[Nameplate] Overcast ~ 81°F  
High: 87°F ~ Low: 70°F
Tuesday, Sep. 2, 2014

What are the school rules?

Sunday, January 15, 2006

SIKESTON - Most area schools have rules against bringing cell phones to school.

According to the Sikeston R-6 district handbook, students aren't to bring cell phones - in addition to other electronic devices - "to any school facility on school grounds or to a school-sponsored event during the school day."

Superintendent Steve Borgsmiller said,"You don't want those interrupting the educational climate - you're here to learn, not to talk on the phone."

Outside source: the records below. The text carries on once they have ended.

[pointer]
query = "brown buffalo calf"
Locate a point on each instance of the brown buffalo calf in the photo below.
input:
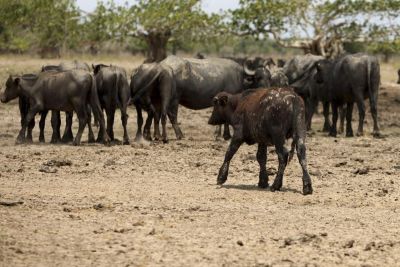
(267, 117)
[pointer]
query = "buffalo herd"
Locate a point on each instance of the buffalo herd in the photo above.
(264, 102)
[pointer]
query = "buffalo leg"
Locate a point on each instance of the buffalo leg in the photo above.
(327, 125)
(342, 116)
(173, 117)
(110, 111)
(262, 161)
(217, 132)
(42, 124)
(374, 113)
(232, 149)
(29, 117)
(82, 117)
(349, 115)
(333, 130)
(55, 124)
(91, 138)
(283, 156)
(301, 155)
(361, 114)
(227, 134)
(68, 135)
(124, 121)
(139, 122)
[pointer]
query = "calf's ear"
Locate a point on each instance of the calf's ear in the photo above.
(223, 100)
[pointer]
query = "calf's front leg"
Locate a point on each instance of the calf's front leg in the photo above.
(236, 142)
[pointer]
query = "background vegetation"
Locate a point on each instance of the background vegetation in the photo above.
(156, 28)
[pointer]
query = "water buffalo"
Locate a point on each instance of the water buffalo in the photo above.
(66, 91)
(266, 117)
(114, 91)
(301, 71)
(190, 82)
(349, 79)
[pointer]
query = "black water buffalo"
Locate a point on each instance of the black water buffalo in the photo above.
(266, 117)
(55, 118)
(190, 82)
(301, 71)
(66, 91)
(351, 79)
(398, 73)
(114, 92)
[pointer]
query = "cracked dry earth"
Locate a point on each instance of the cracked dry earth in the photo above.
(158, 204)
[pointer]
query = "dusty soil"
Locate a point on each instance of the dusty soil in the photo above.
(158, 204)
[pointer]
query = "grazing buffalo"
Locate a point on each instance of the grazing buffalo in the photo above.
(66, 91)
(266, 117)
(349, 79)
(114, 92)
(190, 82)
(301, 72)
(398, 73)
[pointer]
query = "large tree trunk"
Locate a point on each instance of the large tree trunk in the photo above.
(157, 42)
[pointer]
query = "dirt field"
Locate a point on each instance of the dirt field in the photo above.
(158, 204)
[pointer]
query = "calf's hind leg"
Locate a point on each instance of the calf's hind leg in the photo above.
(283, 156)
(262, 161)
(82, 117)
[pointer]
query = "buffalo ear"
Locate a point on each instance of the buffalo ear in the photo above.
(223, 100)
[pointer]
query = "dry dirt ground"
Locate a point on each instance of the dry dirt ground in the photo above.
(158, 204)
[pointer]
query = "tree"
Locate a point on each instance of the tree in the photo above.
(317, 27)
(48, 25)
(159, 22)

However, these rules are taken loosely and staff doesn't search for phones. At Kelly Middle School, officials have eased the rules and allow students to bring cell phones, as long as they are kept in book bags and turned off or to a silent ring.

"More or less it's a thing where we've realized that the times are changing," said Mark Kiehne, middle school principal. "The rules still do say not to have them, but we're understanding."

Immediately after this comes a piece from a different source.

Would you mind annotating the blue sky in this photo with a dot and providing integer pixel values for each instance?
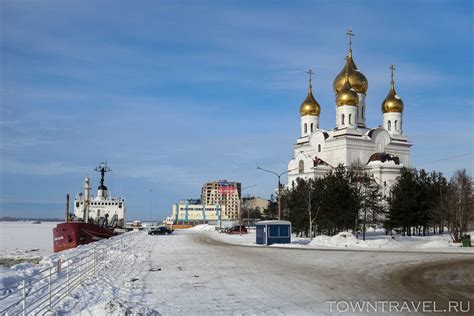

Kiehne said although school phones are available for students to make phone calls, cell phones are beneficial for them to call their parents if they need to stay late for practice or tutoring or be picked up earlier than anticipated.

New Madrid County Middle School officials share the same idea. "We don't go looking around for them at all," said Assistant Principal Scott Kruse. But, if the phones will ring during class, administration takes the phone for the rest of the year, or until a parent comes in to pick it up.

And sometimes parents don't bother to retrieve the phones. Kruse said he has five on his desk and there are more.

Distractions at Kelly are handled on a case-by-case basis., depending on the level of disruption. "Sometimes (the student) forgets to turn it off in the morning," Kiehne said.

Disciplinary actions range from warnings to the phone being taken for the day or until parents get it. But that is a problem Kiehne rarely faces.

"We've never had a problem with a malicious attempt to be sneaky or get away with something," Kiehne said. "So far it seems like warnings have been the big thing."